Sem graça

17/3/2010
João Luiz M. de Mello

"O voto do i. relator mais parece um daqueles spams que recebemos em nossas caixas de e-mail, com recortes de textos engraçadinhos ou indignados, via de regra apócrifos (embora, no acórdão, não seja esse o caso) tirados da internet (Migalhas 2.346 - 16/3/10 - "Sem graça" - clique aqui). Parece-me que o Relator mediu os outros pelas suas próprias condutas. Se o insigne magistrado não vê restrições em rir de si mesmo, não pode impor tamanha boa vontade a todos os outros - principalmente quando age não em nome próprio, mas como membro do aparato jurisdicional do Estado. Eu até posso achar razoável rir de mim mesmo, mas daí a aceitar que ninguém pode reclamar se sentir ofendido pelo fato de ter sido transformado em motivo de chacota, são outros 500. Não li as razões do apelante, e nem as do apelado. Me espanta apenas que um Magistrado profira uma decisão, no exercício da atividade jurisdicional do Estado, fundamentando a negativa da pretensão do Autor por que ele, o Magistrado, não acha ofensivo rir de suas características físicas. Talvez assim entenda porque a maioria dos casos de obesidade - meu caso - advém da nossa própria conduta, e uma forma de escapar da culpa que sentimos por sermos assim seja justamente 'tirar sarro' de nós mesmos. Certamente, não é o que se passa com aquele que sofre de alguma deficiência física ou mental congênita - este não tem a menor culpa por sua situação, o mesmo ocorrendo com aquele que é envolvido, por exemplo, em um acidente de carro e perde o movimento, por exemplo, das pernas. Meia dúzia de frases de efeito não substituem um bom argumento jurídico.

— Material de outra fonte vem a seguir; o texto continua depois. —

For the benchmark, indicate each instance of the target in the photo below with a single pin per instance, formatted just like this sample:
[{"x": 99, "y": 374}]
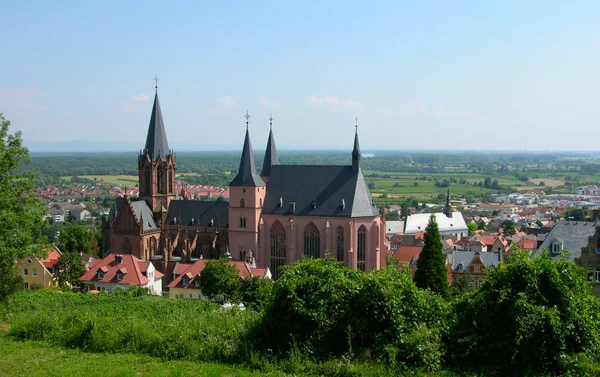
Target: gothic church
[{"x": 270, "y": 220}]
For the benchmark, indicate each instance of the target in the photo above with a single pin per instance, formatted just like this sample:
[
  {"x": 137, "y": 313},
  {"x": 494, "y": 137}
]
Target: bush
[{"x": 529, "y": 316}]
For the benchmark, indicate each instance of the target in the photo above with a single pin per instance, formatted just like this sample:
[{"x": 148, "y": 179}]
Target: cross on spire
[{"x": 247, "y": 116}]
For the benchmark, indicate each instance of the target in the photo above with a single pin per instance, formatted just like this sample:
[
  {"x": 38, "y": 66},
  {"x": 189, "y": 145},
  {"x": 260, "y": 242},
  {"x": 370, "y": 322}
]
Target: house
[
  {"x": 122, "y": 271},
  {"x": 37, "y": 272},
  {"x": 474, "y": 264},
  {"x": 186, "y": 285},
  {"x": 590, "y": 259},
  {"x": 568, "y": 235}
]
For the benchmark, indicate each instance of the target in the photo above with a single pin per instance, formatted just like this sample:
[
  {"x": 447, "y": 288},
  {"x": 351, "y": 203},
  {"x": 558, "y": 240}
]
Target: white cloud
[
  {"x": 228, "y": 102},
  {"x": 140, "y": 98},
  {"x": 333, "y": 102},
  {"x": 267, "y": 102},
  {"x": 128, "y": 108}
]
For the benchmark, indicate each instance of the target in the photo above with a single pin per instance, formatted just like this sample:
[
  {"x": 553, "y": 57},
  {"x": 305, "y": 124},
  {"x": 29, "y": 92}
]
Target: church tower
[
  {"x": 271, "y": 157},
  {"x": 246, "y": 195},
  {"x": 156, "y": 164}
]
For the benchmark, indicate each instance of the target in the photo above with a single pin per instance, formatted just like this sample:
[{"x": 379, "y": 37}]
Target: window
[
  {"x": 312, "y": 241},
  {"x": 340, "y": 244},
  {"x": 278, "y": 248},
  {"x": 362, "y": 248}
]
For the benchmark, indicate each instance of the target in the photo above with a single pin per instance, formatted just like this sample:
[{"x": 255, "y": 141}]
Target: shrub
[{"x": 529, "y": 316}]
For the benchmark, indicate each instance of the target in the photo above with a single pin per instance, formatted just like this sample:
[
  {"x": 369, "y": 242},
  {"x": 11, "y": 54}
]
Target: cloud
[
  {"x": 140, "y": 98},
  {"x": 20, "y": 98},
  {"x": 228, "y": 102},
  {"x": 128, "y": 107},
  {"x": 437, "y": 110},
  {"x": 266, "y": 102},
  {"x": 333, "y": 102}
]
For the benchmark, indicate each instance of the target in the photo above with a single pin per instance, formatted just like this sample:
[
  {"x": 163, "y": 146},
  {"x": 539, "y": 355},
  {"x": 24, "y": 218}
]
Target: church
[{"x": 271, "y": 219}]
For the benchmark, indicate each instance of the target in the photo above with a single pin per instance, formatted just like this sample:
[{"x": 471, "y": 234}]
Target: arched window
[
  {"x": 159, "y": 181},
  {"x": 362, "y": 248},
  {"x": 340, "y": 244},
  {"x": 127, "y": 246},
  {"x": 312, "y": 241},
  {"x": 278, "y": 248}
]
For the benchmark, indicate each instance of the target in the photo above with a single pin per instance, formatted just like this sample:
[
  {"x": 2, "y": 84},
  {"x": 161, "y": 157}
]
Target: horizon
[{"x": 436, "y": 75}]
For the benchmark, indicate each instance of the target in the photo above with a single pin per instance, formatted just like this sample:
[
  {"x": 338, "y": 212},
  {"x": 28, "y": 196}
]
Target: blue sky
[{"x": 433, "y": 75}]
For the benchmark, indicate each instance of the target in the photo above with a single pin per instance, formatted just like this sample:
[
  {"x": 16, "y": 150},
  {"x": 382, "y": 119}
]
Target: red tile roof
[
  {"x": 132, "y": 268},
  {"x": 193, "y": 270}
]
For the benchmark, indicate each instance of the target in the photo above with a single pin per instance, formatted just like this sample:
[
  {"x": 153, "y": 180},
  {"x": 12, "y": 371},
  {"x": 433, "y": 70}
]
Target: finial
[{"x": 247, "y": 116}]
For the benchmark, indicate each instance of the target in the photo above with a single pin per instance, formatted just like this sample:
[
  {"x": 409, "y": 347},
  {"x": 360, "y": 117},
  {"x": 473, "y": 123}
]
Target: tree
[
  {"x": 472, "y": 228},
  {"x": 21, "y": 211},
  {"x": 220, "y": 278},
  {"x": 75, "y": 239},
  {"x": 431, "y": 266},
  {"x": 70, "y": 268}
]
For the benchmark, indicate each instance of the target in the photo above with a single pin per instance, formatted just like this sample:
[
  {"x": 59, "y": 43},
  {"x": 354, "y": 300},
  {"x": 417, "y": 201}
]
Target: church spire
[
  {"x": 356, "y": 151},
  {"x": 271, "y": 157},
  {"x": 156, "y": 141},
  {"x": 247, "y": 175}
]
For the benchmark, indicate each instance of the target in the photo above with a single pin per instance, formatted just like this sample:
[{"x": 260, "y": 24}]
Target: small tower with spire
[
  {"x": 246, "y": 195},
  {"x": 271, "y": 157},
  {"x": 157, "y": 163},
  {"x": 356, "y": 151},
  {"x": 447, "y": 207}
]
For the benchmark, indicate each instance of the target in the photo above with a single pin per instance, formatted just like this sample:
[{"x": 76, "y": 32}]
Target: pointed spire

É um novo tipo de decisão: não se citou um único precedente jurisprudencial, nem um mísero doutrinador. Foram citados alguns humoristas (em vez de fulano de tal, em sua obra Curso de ..., lemos um Danillo Gentili, em seu Twitter), um amigo do magistrado, e discutíveis argumentos trazidos de um jornal de qualidade editorial duvidosa. O que mais podemos esperar? Novamente, não questiono o mérito da matéria sobre a qual versou a demanda. Somente os fundamentos que sustentam a tão comemorada decisão."